Building a new research and publishing culture in Universities of Applied Sciences takes time and resources, and the scientific writing and career path is one critical step in this journey.
Krest, M. (1999). Teaching scientific writing: a model for integrating research, writing & critical thinking. The American Biology Teacher, (3), pp. 223–227.
Neuvonen-Rauhala, M. L., Weaver, C. (2022). Concluding remarks. In Xamk Beyond 2022. Impacts (pp. 107–113). Kaakkois-Suomen ammattikorkeakoulu.
OKM, Ministry of Education and Culture. Steering, financing and agreements of higher education institutions, science agencies and research institutes. https://okm.fi/en/steering-financing-and-agreements [accessed on 26.09.2023]
Peters, M. A., Jandrić, P., Irwin, R., Locke, K., Devine, N., Heraud, R., … & Benade, L. (2021). Towards a philosophy of academic publishing. In The Methodology and Philosophy of Collective Writing (pp. 3–37). Routledge.
Wade, C. (1995). Using writing to develop and assess critical thinking. Teaching of Psychology, (1), pp. 24–28.
Weaver, C., Suojärvi, E-M. & Laitala, H. 2021. Publish and Prosper: Supporting a Writer’s Professional Development. XAMK READ, Kaakkois-Suomen ammattikorkeakoulu. https://read.xamk.fi/2021/muu-kehittaminen/publish-and-prosper-supporting-a-writers-professional-development/ [accessed on 26.09.2023]

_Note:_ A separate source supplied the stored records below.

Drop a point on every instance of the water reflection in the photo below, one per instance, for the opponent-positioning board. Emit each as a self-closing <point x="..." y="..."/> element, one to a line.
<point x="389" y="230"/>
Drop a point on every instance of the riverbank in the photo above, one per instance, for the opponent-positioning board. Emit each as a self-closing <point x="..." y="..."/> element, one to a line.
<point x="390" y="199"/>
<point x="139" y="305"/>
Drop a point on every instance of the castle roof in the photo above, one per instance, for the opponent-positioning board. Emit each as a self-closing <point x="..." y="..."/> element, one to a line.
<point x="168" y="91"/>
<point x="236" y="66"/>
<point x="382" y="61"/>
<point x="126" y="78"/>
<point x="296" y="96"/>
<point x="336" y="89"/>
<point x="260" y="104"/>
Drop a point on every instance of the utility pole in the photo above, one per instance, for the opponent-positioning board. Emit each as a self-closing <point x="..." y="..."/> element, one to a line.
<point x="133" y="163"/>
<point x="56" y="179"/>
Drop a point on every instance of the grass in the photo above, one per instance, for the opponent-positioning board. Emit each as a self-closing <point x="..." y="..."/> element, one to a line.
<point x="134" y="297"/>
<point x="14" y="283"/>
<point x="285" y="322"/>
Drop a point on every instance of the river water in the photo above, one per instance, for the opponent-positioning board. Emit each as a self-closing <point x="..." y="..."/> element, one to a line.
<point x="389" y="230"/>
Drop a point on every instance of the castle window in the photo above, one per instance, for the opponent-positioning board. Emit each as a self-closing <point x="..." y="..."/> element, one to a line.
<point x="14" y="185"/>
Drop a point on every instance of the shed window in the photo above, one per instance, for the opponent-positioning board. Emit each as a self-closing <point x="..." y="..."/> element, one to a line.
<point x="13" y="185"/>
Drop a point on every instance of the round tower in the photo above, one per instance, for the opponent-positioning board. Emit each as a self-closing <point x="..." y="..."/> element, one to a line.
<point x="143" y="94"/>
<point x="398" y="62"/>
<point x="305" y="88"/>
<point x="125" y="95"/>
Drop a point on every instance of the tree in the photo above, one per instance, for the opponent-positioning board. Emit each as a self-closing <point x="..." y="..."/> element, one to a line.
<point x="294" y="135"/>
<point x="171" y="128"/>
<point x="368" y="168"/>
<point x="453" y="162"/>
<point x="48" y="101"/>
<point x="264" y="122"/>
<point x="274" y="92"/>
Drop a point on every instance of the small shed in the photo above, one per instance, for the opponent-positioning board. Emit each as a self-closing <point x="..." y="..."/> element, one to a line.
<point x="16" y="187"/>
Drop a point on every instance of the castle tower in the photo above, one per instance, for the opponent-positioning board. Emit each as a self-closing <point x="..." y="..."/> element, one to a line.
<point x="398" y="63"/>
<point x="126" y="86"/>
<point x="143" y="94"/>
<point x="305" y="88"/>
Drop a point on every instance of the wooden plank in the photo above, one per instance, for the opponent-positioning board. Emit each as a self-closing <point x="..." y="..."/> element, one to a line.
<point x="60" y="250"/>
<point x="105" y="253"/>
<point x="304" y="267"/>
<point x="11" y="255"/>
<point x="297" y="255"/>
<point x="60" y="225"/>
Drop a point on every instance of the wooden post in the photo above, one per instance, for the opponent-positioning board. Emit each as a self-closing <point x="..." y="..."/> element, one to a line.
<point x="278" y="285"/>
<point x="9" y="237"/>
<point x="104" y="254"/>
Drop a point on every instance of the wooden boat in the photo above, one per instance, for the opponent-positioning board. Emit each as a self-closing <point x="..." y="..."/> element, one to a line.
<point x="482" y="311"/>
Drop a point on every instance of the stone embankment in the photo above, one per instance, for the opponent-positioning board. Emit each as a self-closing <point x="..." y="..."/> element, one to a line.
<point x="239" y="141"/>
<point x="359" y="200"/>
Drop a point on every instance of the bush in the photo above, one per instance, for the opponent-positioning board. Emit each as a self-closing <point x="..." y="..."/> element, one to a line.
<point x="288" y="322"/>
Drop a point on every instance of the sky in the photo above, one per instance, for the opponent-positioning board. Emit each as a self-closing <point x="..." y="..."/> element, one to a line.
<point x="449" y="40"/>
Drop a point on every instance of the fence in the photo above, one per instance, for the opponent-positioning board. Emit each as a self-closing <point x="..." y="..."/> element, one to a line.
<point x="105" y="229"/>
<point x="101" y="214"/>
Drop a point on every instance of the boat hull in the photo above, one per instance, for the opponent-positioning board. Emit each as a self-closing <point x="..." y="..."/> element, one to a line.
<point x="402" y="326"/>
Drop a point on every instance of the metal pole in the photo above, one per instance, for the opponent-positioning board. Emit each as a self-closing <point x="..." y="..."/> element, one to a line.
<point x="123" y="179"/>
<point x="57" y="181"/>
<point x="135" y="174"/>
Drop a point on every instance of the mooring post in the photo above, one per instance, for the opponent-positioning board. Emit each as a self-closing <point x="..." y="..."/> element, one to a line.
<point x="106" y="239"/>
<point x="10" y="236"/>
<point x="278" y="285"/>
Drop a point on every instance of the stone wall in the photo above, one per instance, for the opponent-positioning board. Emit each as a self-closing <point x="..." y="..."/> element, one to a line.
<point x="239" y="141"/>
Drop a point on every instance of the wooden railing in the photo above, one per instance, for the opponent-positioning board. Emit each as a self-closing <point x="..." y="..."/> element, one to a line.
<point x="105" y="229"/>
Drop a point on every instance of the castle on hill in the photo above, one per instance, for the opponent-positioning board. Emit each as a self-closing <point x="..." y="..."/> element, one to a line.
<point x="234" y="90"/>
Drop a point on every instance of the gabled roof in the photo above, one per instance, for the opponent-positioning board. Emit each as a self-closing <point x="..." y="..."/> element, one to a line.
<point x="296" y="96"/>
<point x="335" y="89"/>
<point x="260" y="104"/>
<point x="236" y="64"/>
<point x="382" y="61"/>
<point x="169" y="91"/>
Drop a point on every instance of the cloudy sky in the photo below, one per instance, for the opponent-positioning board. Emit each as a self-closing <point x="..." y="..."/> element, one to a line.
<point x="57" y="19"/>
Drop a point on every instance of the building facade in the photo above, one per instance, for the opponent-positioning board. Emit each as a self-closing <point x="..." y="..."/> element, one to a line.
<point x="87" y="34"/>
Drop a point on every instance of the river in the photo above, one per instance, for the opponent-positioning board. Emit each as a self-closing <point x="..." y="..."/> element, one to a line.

Wilcox, C. (2019). Rude paper reviews are pervasive and sometimes harmful, study finds. Science https://www.science.org/content/article/rude-paper-reviews-are-pervasive-and-sometimes-harmful-study-finds [accessed on 26.09.2023]
Wilkins, S., Hazzam, J., & Lean, J. (2021). Doctoral publishing as professional development for an academic career in higher education. The International Journal of Management Education, (1), p. 10.